Gary Goldstein (70), Physicist, Father of Eli Goldstein (Soulclap)
Did you like the party yesterday?
Yes, a lot, we went to bed around midnight but I realized the party was going on quite late.
Oh, so you couldn’t sleep because it was too loud?
I don’t like to sleep a lot. That’s what Eli and I have in common. Actually I am used to loud music. Eli and Charlie had their studio in our basement for a couple of years.
How would you explain the music of soulclap?
I don’t know what to call it. Dance music – it is! They seem to put together what is more standard techno, with some 80ies, 90ies rhythm and blues, long ago popular music. They’re mixing, that’s what they are doing. And the tempo seems a little more mellow than most of what you hear. They mix many different styles. Sometimes I hear a little Jazz, sometimes hip-hop, sometimes rock’n’roll but it all fits together in a very interesting way that is quite original. From what I can tell. So I like what they do.

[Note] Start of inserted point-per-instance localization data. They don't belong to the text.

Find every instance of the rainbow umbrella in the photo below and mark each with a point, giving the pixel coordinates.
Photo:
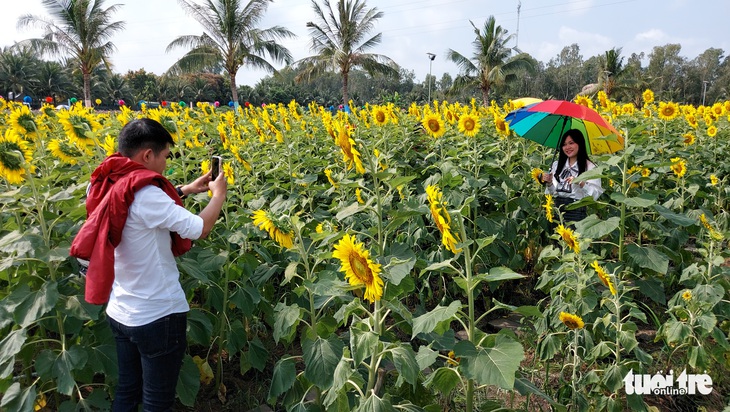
(545, 123)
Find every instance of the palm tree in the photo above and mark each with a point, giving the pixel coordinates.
(613, 70)
(53, 80)
(231, 37)
(338, 38)
(492, 63)
(18, 70)
(79, 28)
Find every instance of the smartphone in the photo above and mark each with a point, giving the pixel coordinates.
(215, 166)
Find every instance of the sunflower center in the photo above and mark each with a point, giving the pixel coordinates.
(10, 156)
(360, 268)
(433, 124)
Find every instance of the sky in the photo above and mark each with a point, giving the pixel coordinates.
(412, 28)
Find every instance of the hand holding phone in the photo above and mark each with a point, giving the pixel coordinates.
(215, 167)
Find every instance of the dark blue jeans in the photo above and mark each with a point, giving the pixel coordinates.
(149, 358)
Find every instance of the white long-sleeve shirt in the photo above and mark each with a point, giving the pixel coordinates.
(560, 188)
(146, 279)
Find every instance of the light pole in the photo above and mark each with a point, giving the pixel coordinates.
(431, 57)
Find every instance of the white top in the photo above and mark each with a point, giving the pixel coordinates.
(146, 280)
(592, 187)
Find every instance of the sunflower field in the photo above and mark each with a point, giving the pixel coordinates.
(361, 257)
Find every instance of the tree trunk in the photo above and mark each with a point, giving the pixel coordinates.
(234, 92)
(87, 88)
(345, 80)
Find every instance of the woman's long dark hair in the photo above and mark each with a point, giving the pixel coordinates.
(582, 160)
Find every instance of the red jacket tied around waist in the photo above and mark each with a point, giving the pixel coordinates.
(113, 186)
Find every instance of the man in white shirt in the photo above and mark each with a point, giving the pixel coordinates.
(147, 307)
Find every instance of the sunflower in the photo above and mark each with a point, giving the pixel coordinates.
(604, 277)
(712, 131)
(571, 321)
(549, 208)
(714, 234)
(79, 125)
(442, 218)
(570, 238)
(22, 119)
(648, 96)
(358, 268)
(328, 173)
(12, 147)
(469, 124)
(167, 119)
(537, 174)
(109, 145)
(276, 228)
(228, 173)
(64, 151)
(584, 101)
(350, 154)
(679, 166)
(718, 109)
(501, 126)
(434, 125)
(668, 110)
(628, 109)
(691, 120)
(380, 115)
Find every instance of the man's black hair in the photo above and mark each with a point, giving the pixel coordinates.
(142, 134)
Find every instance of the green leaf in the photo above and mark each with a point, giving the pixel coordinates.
(68, 360)
(286, 318)
(443, 380)
(652, 288)
(36, 304)
(374, 404)
(648, 258)
(17, 399)
(398, 269)
(676, 331)
(188, 384)
(446, 264)
(200, 328)
(676, 218)
(321, 357)
(257, 354)
(405, 362)
(500, 273)
(495, 365)
(11, 345)
(709, 294)
(283, 378)
(20, 244)
(426, 357)
(103, 359)
(349, 211)
(642, 201)
(525, 387)
(362, 343)
(427, 322)
(596, 228)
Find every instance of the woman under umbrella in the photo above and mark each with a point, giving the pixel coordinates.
(572, 161)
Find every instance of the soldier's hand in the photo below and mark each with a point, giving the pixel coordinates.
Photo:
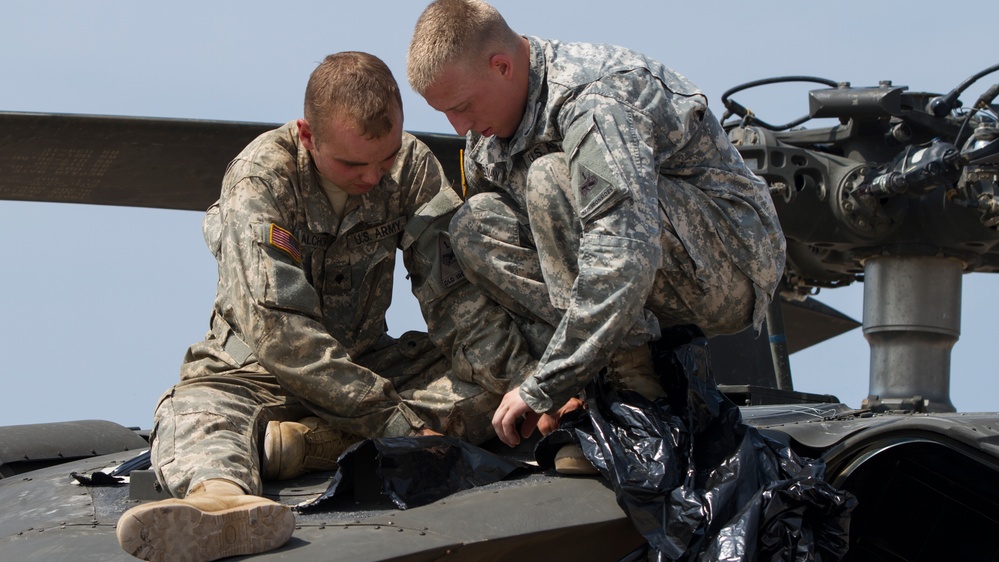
(550, 422)
(505, 419)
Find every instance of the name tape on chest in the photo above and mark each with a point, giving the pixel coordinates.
(377, 233)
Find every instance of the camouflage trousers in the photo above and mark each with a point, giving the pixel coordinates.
(528, 259)
(213, 426)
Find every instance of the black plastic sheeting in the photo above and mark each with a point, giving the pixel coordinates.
(698, 483)
(414, 471)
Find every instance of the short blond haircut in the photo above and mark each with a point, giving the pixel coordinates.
(455, 31)
(356, 86)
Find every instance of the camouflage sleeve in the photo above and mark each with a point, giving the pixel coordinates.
(484, 344)
(611, 143)
(419, 175)
(267, 298)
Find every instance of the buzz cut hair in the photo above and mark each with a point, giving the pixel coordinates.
(355, 86)
(467, 32)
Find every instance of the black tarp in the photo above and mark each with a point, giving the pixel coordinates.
(697, 482)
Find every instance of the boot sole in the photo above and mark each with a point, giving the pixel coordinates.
(177, 531)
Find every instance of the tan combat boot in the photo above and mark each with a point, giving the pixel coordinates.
(308, 445)
(216, 520)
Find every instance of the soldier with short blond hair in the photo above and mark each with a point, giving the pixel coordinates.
(605, 200)
(297, 363)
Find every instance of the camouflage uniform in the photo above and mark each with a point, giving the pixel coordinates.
(617, 207)
(298, 326)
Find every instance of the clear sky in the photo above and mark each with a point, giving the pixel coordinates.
(99, 303)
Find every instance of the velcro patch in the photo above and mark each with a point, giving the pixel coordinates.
(377, 233)
(285, 241)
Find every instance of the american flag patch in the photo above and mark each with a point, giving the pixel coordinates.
(286, 242)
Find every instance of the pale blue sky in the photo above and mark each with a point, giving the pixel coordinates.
(99, 304)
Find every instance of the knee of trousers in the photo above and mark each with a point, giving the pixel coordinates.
(484, 220)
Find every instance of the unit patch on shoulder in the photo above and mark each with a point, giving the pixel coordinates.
(285, 241)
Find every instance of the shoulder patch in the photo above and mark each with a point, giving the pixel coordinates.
(285, 241)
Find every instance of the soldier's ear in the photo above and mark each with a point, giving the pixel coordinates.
(305, 134)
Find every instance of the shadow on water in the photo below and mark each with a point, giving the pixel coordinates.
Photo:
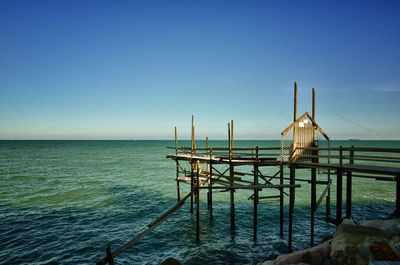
(71, 236)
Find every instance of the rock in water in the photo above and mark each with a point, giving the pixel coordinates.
(171, 261)
(356, 245)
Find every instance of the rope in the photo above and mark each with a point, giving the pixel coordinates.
(355, 123)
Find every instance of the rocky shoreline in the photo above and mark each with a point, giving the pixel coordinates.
(372, 242)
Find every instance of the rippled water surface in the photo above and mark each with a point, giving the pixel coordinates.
(64, 202)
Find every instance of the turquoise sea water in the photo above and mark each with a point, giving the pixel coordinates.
(64, 202)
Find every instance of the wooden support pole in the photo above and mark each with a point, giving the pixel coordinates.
(397, 212)
(191, 186)
(232, 137)
(255, 201)
(281, 201)
(229, 141)
(339, 196)
(313, 107)
(295, 102)
(177, 167)
(210, 185)
(313, 202)
(232, 197)
(291, 206)
(328, 197)
(192, 137)
(197, 206)
(349, 185)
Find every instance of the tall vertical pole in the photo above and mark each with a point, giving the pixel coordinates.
(255, 201)
(339, 185)
(313, 176)
(210, 184)
(232, 138)
(313, 107)
(313, 202)
(291, 206)
(231, 174)
(191, 167)
(177, 166)
(281, 201)
(192, 136)
(208, 171)
(294, 119)
(349, 184)
(397, 211)
(197, 206)
(295, 102)
(191, 185)
(229, 140)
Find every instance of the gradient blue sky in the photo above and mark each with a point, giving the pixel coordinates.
(136, 69)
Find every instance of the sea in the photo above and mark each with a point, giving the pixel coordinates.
(65, 202)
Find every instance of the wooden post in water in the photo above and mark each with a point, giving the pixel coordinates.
(197, 206)
(177, 167)
(191, 185)
(313, 202)
(349, 184)
(295, 102)
(339, 188)
(294, 119)
(397, 211)
(281, 201)
(255, 201)
(291, 206)
(192, 167)
(313, 176)
(313, 106)
(231, 174)
(210, 184)
(232, 138)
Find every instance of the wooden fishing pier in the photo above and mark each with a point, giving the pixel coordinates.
(230, 169)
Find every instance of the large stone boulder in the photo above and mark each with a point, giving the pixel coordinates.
(359, 244)
(315, 255)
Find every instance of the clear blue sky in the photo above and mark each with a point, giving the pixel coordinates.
(135, 69)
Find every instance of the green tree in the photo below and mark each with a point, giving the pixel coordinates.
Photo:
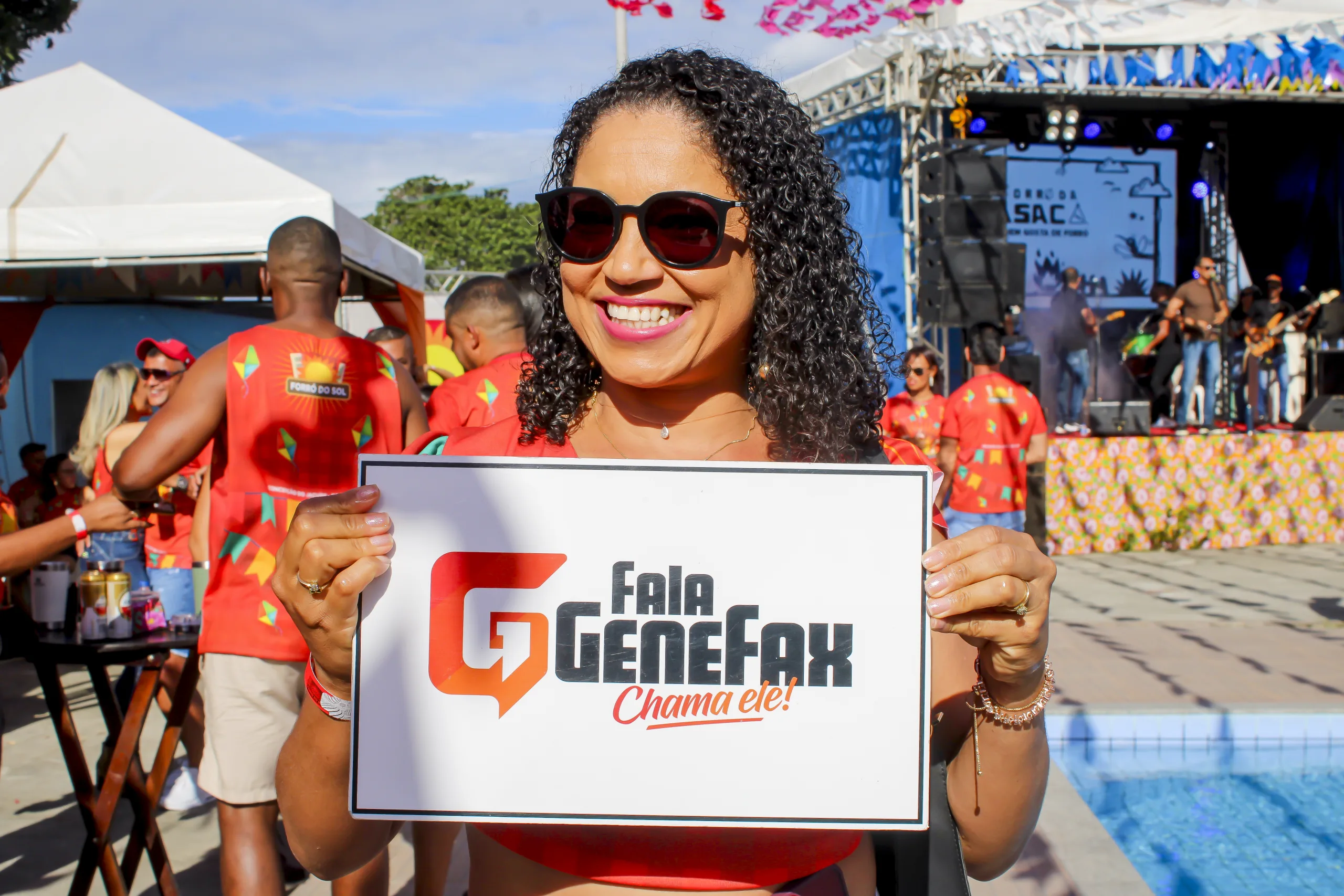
(456, 230)
(25, 22)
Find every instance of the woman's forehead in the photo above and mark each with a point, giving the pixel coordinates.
(632, 155)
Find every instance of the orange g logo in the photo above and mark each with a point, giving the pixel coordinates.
(456, 574)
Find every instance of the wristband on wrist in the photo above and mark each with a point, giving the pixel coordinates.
(326, 700)
(81, 527)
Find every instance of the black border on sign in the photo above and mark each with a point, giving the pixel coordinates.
(820, 824)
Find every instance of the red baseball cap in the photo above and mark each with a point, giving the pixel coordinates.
(172, 349)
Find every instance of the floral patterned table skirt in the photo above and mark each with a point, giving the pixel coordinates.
(1198, 492)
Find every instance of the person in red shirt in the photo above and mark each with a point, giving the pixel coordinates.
(33, 457)
(992, 429)
(488, 327)
(289, 406)
(916, 416)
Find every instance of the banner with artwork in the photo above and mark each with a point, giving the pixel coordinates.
(1108, 212)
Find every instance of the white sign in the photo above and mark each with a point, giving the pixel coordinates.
(647, 644)
(1108, 212)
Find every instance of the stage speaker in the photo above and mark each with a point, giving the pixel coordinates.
(963, 218)
(964, 170)
(1023, 370)
(1323, 414)
(1120, 418)
(963, 284)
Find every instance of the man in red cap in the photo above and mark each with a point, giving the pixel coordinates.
(169, 556)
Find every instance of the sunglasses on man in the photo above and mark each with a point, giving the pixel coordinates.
(158, 375)
(682, 229)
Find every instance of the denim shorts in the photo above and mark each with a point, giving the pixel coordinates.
(128, 547)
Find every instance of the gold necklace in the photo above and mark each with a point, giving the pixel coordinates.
(664, 431)
(750, 429)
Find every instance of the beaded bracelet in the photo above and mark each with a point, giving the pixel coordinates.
(1011, 718)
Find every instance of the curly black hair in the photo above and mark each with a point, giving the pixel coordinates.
(820, 349)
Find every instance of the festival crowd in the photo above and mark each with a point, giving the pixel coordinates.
(709, 304)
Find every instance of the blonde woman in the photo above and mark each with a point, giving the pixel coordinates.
(112, 421)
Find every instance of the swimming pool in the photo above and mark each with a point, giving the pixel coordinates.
(1215, 804)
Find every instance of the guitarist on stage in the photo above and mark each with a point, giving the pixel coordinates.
(1203, 308)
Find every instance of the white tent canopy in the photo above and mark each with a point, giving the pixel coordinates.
(97, 175)
(1006, 29)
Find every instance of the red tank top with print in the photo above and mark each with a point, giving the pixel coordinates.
(299, 413)
(682, 859)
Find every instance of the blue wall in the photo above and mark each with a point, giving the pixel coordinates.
(73, 342)
(869, 152)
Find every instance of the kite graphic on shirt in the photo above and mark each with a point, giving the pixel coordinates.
(246, 364)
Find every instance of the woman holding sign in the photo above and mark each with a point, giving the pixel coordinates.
(704, 300)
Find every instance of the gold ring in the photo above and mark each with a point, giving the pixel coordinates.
(1022, 608)
(312, 587)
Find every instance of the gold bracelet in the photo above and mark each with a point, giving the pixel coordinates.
(1010, 718)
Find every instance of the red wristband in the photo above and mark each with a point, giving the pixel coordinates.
(326, 700)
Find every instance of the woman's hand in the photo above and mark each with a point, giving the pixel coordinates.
(335, 542)
(975, 583)
(108, 513)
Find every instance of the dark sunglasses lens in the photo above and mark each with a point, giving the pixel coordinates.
(683, 230)
(581, 226)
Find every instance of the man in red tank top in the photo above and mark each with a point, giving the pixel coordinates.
(486, 319)
(289, 406)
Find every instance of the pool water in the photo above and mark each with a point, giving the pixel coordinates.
(1205, 812)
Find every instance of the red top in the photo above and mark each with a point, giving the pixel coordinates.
(167, 539)
(299, 412)
(23, 489)
(992, 419)
(57, 507)
(682, 859)
(478, 398)
(101, 481)
(902, 418)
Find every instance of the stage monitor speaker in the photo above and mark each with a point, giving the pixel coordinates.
(971, 282)
(965, 171)
(1120, 418)
(1328, 373)
(959, 218)
(1323, 414)
(1023, 370)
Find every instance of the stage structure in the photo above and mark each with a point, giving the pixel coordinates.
(1115, 53)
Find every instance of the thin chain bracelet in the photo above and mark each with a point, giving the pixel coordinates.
(1011, 718)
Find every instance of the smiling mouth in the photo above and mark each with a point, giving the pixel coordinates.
(639, 318)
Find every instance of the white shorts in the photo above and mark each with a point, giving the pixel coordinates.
(252, 705)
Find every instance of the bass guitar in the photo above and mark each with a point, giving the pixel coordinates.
(1263, 340)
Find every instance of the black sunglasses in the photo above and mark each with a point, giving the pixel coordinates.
(682, 229)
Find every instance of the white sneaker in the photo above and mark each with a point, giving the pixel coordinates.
(182, 792)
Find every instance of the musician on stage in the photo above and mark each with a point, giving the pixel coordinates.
(1263, 311)
(1203, 308)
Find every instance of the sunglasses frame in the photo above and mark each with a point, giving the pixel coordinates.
(618, 213)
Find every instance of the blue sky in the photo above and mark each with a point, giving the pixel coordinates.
(359, 96)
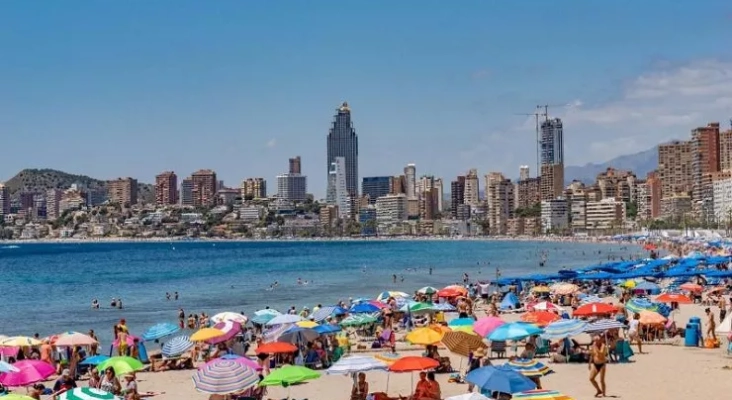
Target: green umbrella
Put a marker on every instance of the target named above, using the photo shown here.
(288, 375)
(121, 365)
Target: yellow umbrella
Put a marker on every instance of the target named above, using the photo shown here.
(425, 336)
(206, 334)
(306, 324)
(20, 341)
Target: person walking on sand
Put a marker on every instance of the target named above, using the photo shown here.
(598, 365)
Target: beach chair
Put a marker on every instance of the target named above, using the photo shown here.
(498, 348)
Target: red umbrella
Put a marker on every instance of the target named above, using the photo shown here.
(673, 298)
(594, 309)
(413, 363)
(276, 347)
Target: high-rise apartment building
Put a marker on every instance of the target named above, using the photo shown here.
(375, 187)
(675, 168)
(337, 192)
(254, 188)
(122, 191)
(4, 200)
(457, 195)
(166, 188)
(295, 165)
(500, 198)
(410, 181)
(472, 189)
(343, 142)
(186, 192)
(205, 186)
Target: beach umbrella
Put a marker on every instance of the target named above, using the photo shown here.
(229, 328)
(224, 377)
(594, 309)
(94, 360)
(87, 393)
(160, 330)
(288, 375)
(413, 363)
(240, 359)
(177, 346)
(20, 341)
(673, 298)
(299, 335)
(276, 347)
(564, 328)
(540, 394)
(71, 339)
(427, 290)
(28, 372)
(486, 325)
(462, 343)
(527, 367)
(514, 331)
(423, 336)
(284, 319)
(469, 396)
(540, 318)
(355, 364)
(504, 380)
(546, 306)
(6, 367)
(307, 324)
(603, 325)
(205, 334)
(651, 317)
(121, 365)
(229, 316)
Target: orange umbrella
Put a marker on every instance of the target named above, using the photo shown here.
(540, 318)
(673, 298)
(276, 347)
(413, 363)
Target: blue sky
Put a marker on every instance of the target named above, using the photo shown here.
(133, 88)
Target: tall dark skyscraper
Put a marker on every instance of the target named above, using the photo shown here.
(343, 142)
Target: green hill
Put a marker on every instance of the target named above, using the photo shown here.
(37, 180)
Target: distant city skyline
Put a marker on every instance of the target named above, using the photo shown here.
(118, 89)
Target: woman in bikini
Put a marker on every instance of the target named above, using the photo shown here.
(598, 365)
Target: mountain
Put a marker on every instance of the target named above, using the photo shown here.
(37, 180)
(640, 163)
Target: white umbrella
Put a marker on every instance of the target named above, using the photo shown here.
(355, 364)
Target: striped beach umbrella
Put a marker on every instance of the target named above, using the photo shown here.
(528, 367)
(160, 330)
(540, 394)
(177, 346)
(87, 393)
(224, 377)
(603, 325)
(563, 328)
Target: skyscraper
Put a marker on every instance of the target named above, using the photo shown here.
(343, 142)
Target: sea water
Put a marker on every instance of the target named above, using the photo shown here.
(47, 288)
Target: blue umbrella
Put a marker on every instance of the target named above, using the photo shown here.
(94, 360)
(514, 331)
(495, 379)
(177, 346)
(160, 330)
(563, 328)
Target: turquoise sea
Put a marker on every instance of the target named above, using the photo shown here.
(48, 288)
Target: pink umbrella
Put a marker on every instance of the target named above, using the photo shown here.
(485, 326)
(29, 371)
(230, 329)
(241, 360)
(130, 341)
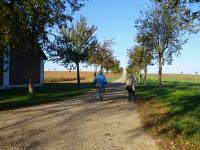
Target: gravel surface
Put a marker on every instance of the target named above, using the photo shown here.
(80, 124)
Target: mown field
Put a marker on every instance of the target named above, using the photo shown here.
(172, 113)
(59, 86)
(66, 76)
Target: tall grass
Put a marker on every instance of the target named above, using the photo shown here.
(173, 111)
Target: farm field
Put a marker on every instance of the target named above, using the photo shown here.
(172, 113)
(66, 76)
(59, 86)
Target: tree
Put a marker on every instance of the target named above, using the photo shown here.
(32, 20)
(74, 46)
(166, 29)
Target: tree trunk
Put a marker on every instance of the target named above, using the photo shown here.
(78, 75)
(139, 78)
(160, 72)
(145, 75)
(31, 73)
(107, 72)
(95, 71)
(31, 86)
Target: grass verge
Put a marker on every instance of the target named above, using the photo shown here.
(51, 92)
(172, 113)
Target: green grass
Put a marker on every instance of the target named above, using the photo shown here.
(16, 98)
(180, 97)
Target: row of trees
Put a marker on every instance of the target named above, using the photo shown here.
(37, 23)
(162, 30)
(33, 21)
(78, 44)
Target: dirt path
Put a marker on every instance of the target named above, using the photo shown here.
(82, 124)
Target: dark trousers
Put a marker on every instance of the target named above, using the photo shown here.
(131, 95)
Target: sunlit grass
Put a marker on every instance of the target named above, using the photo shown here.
(179, 120)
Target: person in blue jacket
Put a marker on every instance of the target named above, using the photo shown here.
(100, 81)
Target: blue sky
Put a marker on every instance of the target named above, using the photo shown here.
(115, 20)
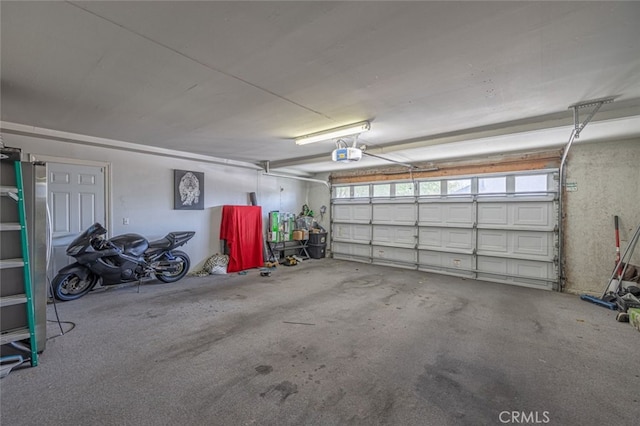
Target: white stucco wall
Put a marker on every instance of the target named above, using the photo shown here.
(607, 175)
(142, 190)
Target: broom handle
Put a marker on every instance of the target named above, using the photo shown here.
(631, 246)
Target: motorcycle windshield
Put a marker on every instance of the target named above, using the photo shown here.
(84, 239)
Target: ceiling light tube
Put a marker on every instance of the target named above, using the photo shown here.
(338, 132)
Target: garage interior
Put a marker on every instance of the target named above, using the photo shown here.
(499, 140)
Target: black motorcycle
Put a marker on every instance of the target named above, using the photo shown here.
(122, 259)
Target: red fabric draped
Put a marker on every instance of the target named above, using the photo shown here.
(241, 227)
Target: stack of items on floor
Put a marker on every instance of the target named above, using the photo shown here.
(627, 296)
(284, 227)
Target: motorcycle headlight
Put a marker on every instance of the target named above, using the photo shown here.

What is your kind of music?
I like Jazz. When I was young, I was actually torn between science and being a musician. I wanted to be a jazz musician and I was playing the bass in several bands from High school through college and after graduation. It wasn’t easy to get bookings in places all over the US, it was not easy to be in a band that ran from place to place. And it was a different world when I was young. It was a bit seedy, there were a lot of drugs around. A jazz musician’s life is what kept me from becoming one. I didn’t see it as a world I wanted to be in. My friends, who tried to make a living out of it, struggled. It wasn’t easy. Which is why I am so pleased that Eli is doing so well.
Do you remember the moment when you realized that Eli could become a musician?
When he was eight or nine years old, he wanted to play the saxophone. So we arranged to get him saxophone lessons. We took him to the first lessons, he could barely hold the saxophone. It was obviously the same size. And the teacher showed Eli how to blow a note, and Eli managed to do it! And there came this sound and he was just so happy, he was beamed with excitement, lighted up with delight having produced a sound.
You became a physicist and you work in nuclear science. Do you see any positive side of nuclear technology?
Many of my physics colleagues think that nuclear power is the answer to global warming. It does not produce carbon dioxide, it doesn’t contribute to environmental warming but the problem with nuclear power is that it always produces radioactive waste. That’s part of the process and it has to be disposed or contained for thousands of years. There is no solution to that waste disposal problem. There are temporary solutions but nothing permanent. That’s why I think nuclear power cannot be useful. On top of that in the real world reactor safety is very difficult because it is very expensive. The reactors are run by profit making companies that will do whatever they can to increase their profit, which means they are very lax about safety regulations.
What was your main reason to become a physicist?
Understanding how things work, how the universe behaves. And that’s a very hard thing to do. What has interested me is how the smallest things work because it seems like – at that level – you should be able to understand the bases of all more complicated phenomena. Like people! Very complicated. Well, there are still a lot unanswered questions. Look, I am cutting a sausage right here and this sausage contains all kinds of chemicals and minerals held together by electrical forces. At the molecular and the atomical level there are just these electric forces that repel different components. So at some very fundamental level I understand this sausage. But why it tastes the way it does is another problem.
What have you seen of Berlin so far?
Me and my wife went to the party of ‚Wilde Renate’ to see Eli perform. We went there early with the DJ’s in a big limousine. Actually we didn’t see so much of Berlin. We spent most of the time waiting for Eli to wake up.